Mas, na opinião dos cientistas, mesmo que se possa "auxiliar" na migração das espécies Andes acima, existem limites naturais para tal migração.
Ou seja, independentemente do que possa ser feito "as comunidades de plantas como as conhecemos hoje não existirão no futuro. Serão destruídas e veremos novas comunidades como resultado da adaptação de cada espécie", afirmou Malhi.
Enquanto plantas, mosquitos e doenças parecem estar subindo os Andes, todo ano, milhares de pessoas descem na estação seca rumo à Amazônia peruana.

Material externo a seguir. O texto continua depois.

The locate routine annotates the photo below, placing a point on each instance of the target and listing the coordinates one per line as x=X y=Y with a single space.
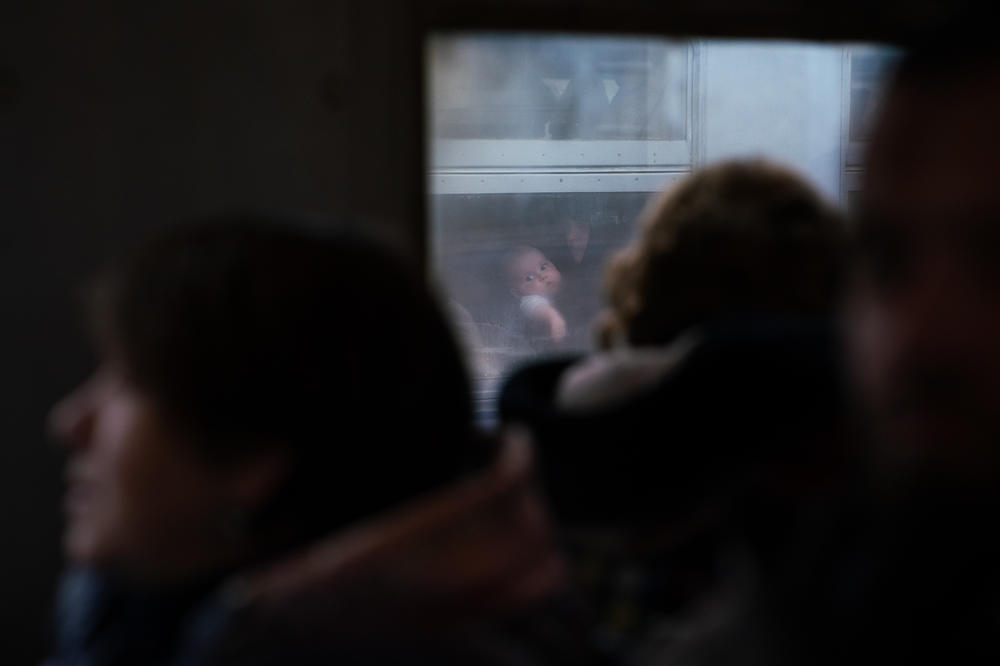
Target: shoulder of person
x=608 y=378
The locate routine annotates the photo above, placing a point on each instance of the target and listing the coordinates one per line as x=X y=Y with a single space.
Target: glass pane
x=544 y=150
x=869 y=71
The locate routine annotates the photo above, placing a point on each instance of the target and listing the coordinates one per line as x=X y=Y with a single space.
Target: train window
x=543 y=150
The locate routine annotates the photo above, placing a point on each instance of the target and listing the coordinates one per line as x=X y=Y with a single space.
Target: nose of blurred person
x=925 y=314
x=71 y=421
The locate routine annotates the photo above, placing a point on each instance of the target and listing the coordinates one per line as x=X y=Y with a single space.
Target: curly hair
x=740 y=237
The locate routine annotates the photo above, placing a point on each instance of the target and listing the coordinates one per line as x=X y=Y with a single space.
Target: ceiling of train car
x=841 y=20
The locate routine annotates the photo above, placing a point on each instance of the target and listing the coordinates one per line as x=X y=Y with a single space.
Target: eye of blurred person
x=139 y=498
x=927 y=360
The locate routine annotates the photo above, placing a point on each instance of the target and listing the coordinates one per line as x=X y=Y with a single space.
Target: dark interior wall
x=120 y=118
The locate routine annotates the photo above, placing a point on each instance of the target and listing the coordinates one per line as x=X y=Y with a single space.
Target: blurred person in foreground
x=674 y=456
x=905 y=567
x=274 y=463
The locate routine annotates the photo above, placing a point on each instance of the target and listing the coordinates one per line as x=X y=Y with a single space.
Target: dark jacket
x=466 y=575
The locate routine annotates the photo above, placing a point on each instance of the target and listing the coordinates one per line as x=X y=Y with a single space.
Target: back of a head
x=257 y=333
x=739 y=238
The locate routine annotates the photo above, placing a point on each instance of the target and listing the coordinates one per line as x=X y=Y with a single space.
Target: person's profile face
x=532 y=273
x=138 y=499
x=924 y=311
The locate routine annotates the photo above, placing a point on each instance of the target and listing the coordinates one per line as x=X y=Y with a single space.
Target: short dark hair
x=256 y=332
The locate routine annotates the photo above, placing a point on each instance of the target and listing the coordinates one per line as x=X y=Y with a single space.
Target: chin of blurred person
x=273 y=464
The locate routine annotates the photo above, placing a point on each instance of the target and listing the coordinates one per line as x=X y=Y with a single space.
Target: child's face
x=532 y=273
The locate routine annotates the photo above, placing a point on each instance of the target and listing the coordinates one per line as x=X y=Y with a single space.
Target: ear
x=255 y=479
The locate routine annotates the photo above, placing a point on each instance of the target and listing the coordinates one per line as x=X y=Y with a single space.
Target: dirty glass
x=543 y=151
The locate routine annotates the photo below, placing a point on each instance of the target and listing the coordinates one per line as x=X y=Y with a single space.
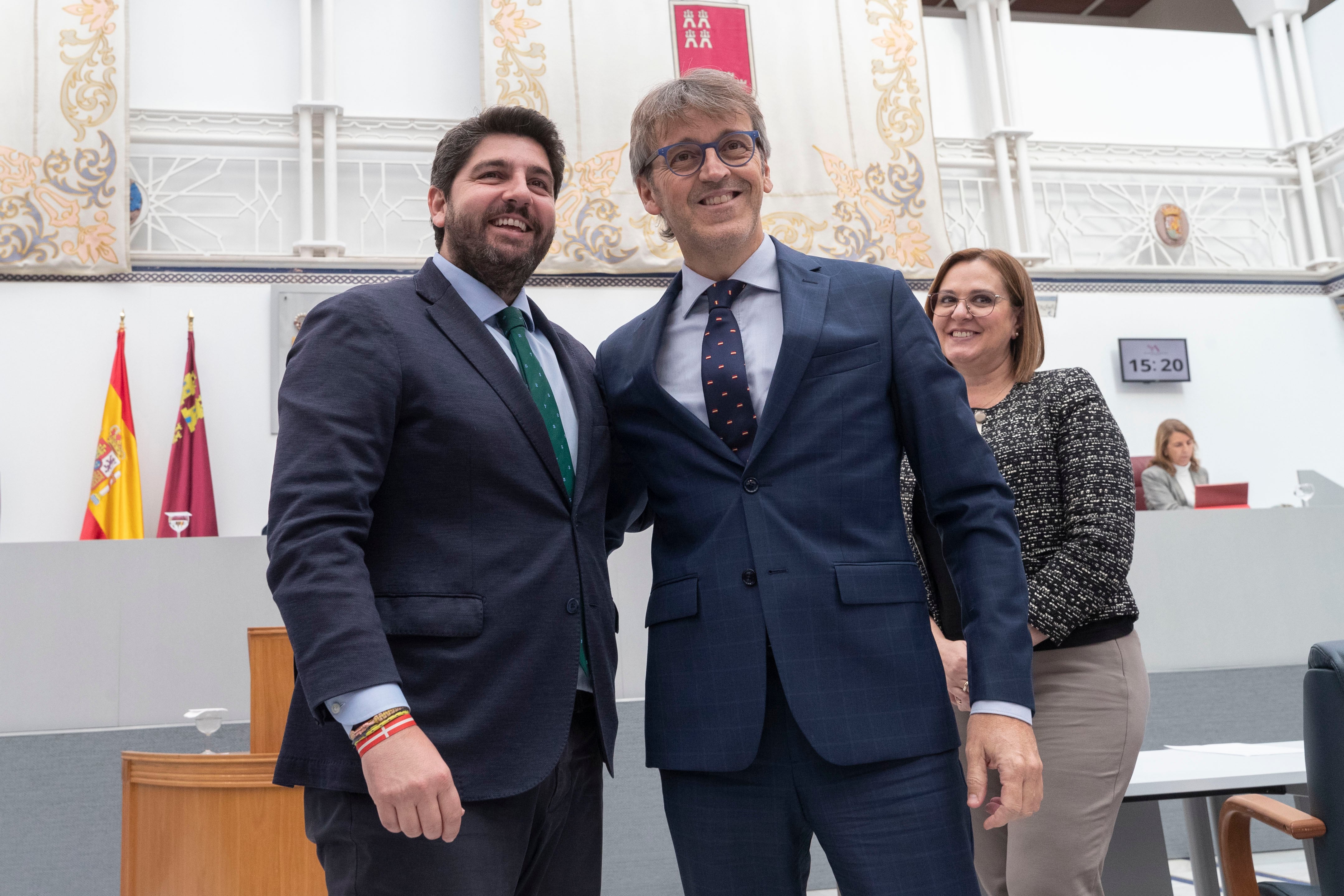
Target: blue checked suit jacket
x=804 y=543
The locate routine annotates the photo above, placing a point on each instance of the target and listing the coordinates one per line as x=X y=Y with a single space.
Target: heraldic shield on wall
x=64 y=131
x=845 y=91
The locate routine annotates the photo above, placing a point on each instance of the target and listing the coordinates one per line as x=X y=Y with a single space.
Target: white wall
x=400 y=58
x=1096 y=84
x=57 y=342
x=1326 y=46
x=1262 y=399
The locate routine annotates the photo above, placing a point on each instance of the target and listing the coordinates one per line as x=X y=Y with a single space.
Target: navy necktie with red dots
x=724 y=371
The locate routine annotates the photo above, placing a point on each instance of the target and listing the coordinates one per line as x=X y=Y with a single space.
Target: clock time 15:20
x=1156 y=365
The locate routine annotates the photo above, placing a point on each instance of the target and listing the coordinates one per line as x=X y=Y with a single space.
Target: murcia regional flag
x=189 y=495
x=113 y=511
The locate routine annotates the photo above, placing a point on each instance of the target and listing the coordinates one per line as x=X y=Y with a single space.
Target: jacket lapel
x=644 y=355
x=468 y=334
x=580 y=393
x=803 y=289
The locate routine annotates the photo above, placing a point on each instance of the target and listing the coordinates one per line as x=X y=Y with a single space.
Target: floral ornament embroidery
x=651 y=228
x=17 y=170
x=95 y=241
x=900 y=120
x=792 y=229
x=519 y=80
x=88 y=95
x=871 y=202
x=42 y=197
x=585 y=211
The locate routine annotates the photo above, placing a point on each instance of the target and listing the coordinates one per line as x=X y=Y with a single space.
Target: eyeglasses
x=978 y=304
x=734 y=150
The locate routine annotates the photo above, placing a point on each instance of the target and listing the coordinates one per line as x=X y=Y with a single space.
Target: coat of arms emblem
x=105 y=465
x=714 y=35
x=1172 y=225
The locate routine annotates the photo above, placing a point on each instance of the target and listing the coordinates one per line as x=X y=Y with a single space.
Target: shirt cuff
x=1001 y=709
x=359 y=706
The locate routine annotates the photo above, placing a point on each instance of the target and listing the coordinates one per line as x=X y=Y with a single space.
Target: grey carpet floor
x=61 y=795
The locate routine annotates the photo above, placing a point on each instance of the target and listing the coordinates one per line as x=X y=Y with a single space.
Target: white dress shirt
x=1186 y=481
x=760 y=314
x=355 y=707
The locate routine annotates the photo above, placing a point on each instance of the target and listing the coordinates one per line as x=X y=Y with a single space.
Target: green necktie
x=515 y=328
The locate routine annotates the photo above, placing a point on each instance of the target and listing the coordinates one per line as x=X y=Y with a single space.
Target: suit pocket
x=843 y=361
x=675 y=600
x=441 y=616
x=896 y=582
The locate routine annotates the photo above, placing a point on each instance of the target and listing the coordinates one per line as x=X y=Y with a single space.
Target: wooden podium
x=214 y=825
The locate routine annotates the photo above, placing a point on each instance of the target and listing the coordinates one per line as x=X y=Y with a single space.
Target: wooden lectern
x=214 y=825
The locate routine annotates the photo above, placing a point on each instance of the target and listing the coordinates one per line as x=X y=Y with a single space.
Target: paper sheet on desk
x=1247 y=750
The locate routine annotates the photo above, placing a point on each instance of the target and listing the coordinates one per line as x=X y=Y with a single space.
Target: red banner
x=189 y=507
x=714 y=35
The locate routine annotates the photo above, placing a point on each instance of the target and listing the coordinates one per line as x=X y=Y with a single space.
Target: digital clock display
x=1154 y=361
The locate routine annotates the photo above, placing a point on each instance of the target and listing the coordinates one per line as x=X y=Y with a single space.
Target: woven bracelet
x=365 y=727
x=384 y=731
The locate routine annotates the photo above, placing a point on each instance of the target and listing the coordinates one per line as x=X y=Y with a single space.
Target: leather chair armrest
x=1234 y=836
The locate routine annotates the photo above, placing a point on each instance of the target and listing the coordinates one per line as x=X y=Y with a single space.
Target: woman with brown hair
x=1172 y=475
x=1068 y=465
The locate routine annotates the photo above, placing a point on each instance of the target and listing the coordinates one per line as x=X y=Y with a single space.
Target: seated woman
x=1171 y=477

O destino final de diversas delas é o garimpo. A atividade muitas vezes visa garantir o sustento de famílias acuadas pela falta de oportunidades em cidades mais altas, como Puno, Cuzco e Arequipa, mas é uma das principais causa dos desmatamento na região.
O desmatamento na Amazônia é tido como uma das principais causas do aquecimento global, que, por sua vez, estaria levando a vegetação e as doenças Andes acima.
Garimpo
Para explorar o ouro, os garimpeiros dragam trechos de lagos e rios, revolvendo e destruindo o solo de praias e florestas.
No passo seguinte, ao separar o ouro da areia, eles usam mercúrio, que por sua vez contamina o solo, a água e a atmosfera.
"O problema está crescendo de forma exponencial, porque não tem havido controle do Estado", afirmou Carlos Nieto, chefe da Reserva Nacional de Tambopata, um parque nacional próximo as áreas de garimpo.
Organizações não-governamentais que trabalham em Puerto Maldonado, a capital da região, afirmam que cerca de 30mil pessoas trabalham informalmente no garimpo.
O Ministério do Meio Ambiente admite que das 2,8 mil concessões de exploração existentes na região, apenas 16 apresentaram estudos de impacto ambiental.
Na tentativa de brecar este crescimento desordenado, os ministérios do Meio Ambiente e das Minas e Energia suspenderam a concessão de licenças por dois anos.
O próprio ministro do Meio Ambiente, Antonio Brack, classificou a atividade mineradora informal de "câncer" reconheceu que "é um dos maiores problemas ambientais do país".